Department of Pulmonology and Critical Care Medicine, Ajou University School of Medicine, Suwon 16499, Korea.
BUD.on Inc., Jeonju 54871, Korea.
Int J Environ Res Public Health. 2021 Sep 1;18(17):9229. doi: 10.3390/ijerph18179229.
We evaluated new features from biosignals comprising diverse physiological response information to predict the outcome of weaning from mechanical ventilation (MV). We enrolled 89 patients who were candidates for weaning from MV in the intensive care unit and collected continuous biosignal data: electrocardiogram (ECG), respiratory impedance, photoplethysmogram (PPG), arterial blood pressure, and ventilator parameters during a spontaneous breathing trial (SBT). We compared the collected biosignal data's variability between patients who successfully discontinued MV ( = 67) and patients who did not ( = 22). To evaluate the usefulness of the identified factors for predicting weaning success, we developed a machine learning model and evaluated its performance by bootstrapping. The following markers were different between the weaning success and failure groups: the ratio of standard deviations between the short-term and long-term heart rate variability in a Poincaré plot, sample entropy of ECG and PPG, α values of ECG, and respiratory impedance in the detrended fluctuation analysis. The area under the receiver operating characteristic curve of the model was 0.81 (95% confidence interval: 0.70-0.92). This combination of the biosignal data-based markers obtained during SBTs provides a promising tool to assist clinicians in determining the optimal extubation time.

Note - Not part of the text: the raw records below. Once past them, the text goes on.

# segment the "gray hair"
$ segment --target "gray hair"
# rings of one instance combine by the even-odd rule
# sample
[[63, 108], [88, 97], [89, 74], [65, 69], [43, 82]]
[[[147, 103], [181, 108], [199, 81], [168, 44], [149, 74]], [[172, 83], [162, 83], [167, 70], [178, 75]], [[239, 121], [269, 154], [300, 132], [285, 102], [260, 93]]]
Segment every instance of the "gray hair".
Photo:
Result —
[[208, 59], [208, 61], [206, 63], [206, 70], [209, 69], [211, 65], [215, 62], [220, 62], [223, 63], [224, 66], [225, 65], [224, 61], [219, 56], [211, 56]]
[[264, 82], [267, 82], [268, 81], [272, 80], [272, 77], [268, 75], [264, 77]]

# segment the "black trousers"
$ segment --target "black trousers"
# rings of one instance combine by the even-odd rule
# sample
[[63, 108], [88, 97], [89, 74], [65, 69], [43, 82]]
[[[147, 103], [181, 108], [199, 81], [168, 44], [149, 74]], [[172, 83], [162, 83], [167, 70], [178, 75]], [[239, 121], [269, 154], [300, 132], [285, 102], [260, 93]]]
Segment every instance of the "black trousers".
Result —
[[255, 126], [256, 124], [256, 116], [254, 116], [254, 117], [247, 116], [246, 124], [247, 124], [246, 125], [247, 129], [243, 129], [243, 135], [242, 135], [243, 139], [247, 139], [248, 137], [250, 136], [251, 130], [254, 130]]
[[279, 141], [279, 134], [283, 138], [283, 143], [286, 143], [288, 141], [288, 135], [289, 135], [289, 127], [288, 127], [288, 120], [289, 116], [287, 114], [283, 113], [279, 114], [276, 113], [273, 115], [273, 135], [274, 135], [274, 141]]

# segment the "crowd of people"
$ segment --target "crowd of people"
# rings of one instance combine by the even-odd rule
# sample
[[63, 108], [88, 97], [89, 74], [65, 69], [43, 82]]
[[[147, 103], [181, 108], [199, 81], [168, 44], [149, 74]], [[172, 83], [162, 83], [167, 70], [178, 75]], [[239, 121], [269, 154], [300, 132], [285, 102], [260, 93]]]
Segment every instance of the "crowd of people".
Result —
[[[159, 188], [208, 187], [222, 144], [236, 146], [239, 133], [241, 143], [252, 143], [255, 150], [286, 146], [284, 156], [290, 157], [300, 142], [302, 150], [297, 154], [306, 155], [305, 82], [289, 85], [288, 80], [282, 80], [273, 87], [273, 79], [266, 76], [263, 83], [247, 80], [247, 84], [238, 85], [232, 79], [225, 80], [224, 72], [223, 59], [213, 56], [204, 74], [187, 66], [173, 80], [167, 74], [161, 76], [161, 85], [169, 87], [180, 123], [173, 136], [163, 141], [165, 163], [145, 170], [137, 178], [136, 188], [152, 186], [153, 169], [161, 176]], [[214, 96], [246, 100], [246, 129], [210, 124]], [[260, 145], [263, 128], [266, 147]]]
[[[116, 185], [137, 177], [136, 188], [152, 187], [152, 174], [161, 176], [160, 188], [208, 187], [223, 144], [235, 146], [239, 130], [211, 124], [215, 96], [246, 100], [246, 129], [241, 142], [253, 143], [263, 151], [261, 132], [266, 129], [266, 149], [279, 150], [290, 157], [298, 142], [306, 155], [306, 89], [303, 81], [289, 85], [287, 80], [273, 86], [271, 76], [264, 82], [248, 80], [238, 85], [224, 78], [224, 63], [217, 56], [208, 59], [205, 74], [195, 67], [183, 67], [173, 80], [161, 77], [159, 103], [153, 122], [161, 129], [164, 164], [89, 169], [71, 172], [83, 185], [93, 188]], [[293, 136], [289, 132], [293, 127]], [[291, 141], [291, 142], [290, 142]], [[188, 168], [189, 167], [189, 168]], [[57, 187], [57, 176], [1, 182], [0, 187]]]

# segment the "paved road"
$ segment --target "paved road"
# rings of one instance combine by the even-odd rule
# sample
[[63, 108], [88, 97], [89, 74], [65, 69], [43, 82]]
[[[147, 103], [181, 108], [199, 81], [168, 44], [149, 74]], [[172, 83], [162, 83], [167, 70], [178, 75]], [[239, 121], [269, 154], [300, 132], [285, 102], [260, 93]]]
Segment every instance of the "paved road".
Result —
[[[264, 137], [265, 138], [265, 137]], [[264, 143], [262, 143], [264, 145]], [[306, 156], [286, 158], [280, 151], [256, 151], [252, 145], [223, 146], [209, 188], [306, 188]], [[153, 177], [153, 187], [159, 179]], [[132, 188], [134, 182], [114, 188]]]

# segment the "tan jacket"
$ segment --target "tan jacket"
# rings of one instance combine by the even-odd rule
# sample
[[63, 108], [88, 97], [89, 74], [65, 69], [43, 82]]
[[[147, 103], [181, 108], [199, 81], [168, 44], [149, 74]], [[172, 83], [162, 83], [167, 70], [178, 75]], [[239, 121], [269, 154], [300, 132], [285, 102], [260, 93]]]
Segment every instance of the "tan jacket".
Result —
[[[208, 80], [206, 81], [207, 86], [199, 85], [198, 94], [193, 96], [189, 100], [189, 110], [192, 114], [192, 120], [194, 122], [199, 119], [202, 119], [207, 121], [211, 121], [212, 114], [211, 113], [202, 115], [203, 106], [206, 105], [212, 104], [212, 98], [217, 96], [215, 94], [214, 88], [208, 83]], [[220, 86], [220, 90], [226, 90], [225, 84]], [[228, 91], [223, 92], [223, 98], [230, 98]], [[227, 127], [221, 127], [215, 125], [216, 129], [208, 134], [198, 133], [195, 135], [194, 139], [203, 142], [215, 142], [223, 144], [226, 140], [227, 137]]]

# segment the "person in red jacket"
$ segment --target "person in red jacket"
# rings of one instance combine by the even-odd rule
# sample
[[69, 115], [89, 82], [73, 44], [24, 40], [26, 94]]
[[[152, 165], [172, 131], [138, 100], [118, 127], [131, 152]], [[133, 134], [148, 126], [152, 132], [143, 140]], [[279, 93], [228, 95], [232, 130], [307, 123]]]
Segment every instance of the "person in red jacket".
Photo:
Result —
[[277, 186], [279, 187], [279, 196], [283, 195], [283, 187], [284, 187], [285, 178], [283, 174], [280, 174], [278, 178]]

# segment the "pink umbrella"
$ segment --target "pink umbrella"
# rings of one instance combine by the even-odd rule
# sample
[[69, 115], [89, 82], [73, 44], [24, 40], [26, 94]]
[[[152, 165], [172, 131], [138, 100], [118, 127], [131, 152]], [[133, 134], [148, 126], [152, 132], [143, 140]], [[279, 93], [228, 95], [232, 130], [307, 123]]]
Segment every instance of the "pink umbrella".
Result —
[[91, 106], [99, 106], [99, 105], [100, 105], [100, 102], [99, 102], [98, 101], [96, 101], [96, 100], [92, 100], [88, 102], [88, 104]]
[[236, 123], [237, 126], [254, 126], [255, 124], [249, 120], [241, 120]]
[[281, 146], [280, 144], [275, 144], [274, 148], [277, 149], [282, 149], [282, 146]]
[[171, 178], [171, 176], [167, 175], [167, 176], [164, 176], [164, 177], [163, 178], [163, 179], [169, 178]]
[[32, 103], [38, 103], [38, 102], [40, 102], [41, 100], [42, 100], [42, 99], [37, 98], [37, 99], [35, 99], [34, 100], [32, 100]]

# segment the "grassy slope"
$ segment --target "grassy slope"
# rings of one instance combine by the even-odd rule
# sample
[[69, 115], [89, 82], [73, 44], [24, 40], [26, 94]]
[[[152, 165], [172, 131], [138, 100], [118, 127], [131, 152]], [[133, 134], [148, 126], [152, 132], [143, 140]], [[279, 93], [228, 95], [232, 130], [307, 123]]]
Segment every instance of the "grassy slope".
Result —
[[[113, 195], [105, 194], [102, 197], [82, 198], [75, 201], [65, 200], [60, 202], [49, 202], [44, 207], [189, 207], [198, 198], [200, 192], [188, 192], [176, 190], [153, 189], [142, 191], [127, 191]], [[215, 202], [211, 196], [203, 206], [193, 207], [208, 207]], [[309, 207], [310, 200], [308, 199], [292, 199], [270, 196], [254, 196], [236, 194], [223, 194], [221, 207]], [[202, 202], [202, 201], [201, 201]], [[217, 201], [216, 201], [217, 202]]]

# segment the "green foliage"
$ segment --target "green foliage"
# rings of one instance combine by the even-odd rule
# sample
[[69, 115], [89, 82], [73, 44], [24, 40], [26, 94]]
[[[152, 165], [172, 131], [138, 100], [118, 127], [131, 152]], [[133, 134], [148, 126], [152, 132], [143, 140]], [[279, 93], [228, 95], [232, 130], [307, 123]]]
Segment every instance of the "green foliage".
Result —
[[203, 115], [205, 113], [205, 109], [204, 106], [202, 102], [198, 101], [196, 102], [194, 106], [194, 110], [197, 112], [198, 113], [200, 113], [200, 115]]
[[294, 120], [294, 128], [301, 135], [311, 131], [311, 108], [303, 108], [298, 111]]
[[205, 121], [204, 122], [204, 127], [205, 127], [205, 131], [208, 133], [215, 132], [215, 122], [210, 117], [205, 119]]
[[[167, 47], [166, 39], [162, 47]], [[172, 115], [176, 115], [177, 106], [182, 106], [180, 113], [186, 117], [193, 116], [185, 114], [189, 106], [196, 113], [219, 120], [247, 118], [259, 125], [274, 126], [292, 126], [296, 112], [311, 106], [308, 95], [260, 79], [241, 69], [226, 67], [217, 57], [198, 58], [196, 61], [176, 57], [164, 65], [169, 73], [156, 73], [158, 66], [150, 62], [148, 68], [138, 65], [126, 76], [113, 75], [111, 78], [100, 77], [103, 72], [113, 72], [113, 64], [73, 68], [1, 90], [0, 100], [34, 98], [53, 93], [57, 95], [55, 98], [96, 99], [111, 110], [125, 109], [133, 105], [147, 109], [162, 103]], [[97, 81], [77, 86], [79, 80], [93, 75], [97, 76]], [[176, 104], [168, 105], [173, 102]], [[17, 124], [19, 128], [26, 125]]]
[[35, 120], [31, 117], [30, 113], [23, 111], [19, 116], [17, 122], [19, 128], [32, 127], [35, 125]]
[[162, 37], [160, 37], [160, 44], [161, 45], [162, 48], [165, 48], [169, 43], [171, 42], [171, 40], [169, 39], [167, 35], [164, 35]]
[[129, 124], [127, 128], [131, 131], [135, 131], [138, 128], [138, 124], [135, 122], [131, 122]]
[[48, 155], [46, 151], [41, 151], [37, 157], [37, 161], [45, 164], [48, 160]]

我们评估了来自生物信号的新特征,这些特征包含了多样化的生理反应信息,以预测从机械通气(MV)中脱机的结果。我们招募了 89 名在重症监护病房中接受 MV 脱机的患者,并在自主呼吸试验(SBT)期间收集了连续的生物信号数据:心电图(ECG)、呼吸阻抗、光容积描记图(PPG)、动脉血压和呼吸机参数。我们比较了成功停止 MV 的患者(n=67)和未成功停止 MV 的患者(n=22)之间收集的生物信号数据的变异性。为了评估所识别因素对预测脱机成功的有用性,我们开发了一个机器学习模型,并通过自举法评估了其性能。在 Poincaré 图中,心率变异性的短期和长期标准差之间的比率、ECG 和 PPG 的样本熵、ECG 的α值以及去趋势波动分析中的呼吸阻抗,在脱机成功和失败组之间存在差异。该模型的受试者工作特征曲线下面积为 0.81(95%置信区间:0.70-0.92)。这种基于 SBT 期间的生物信号数据的标记物的组合,为协助临床医生确定最佳拔管时间提供了一种很有前途的工具。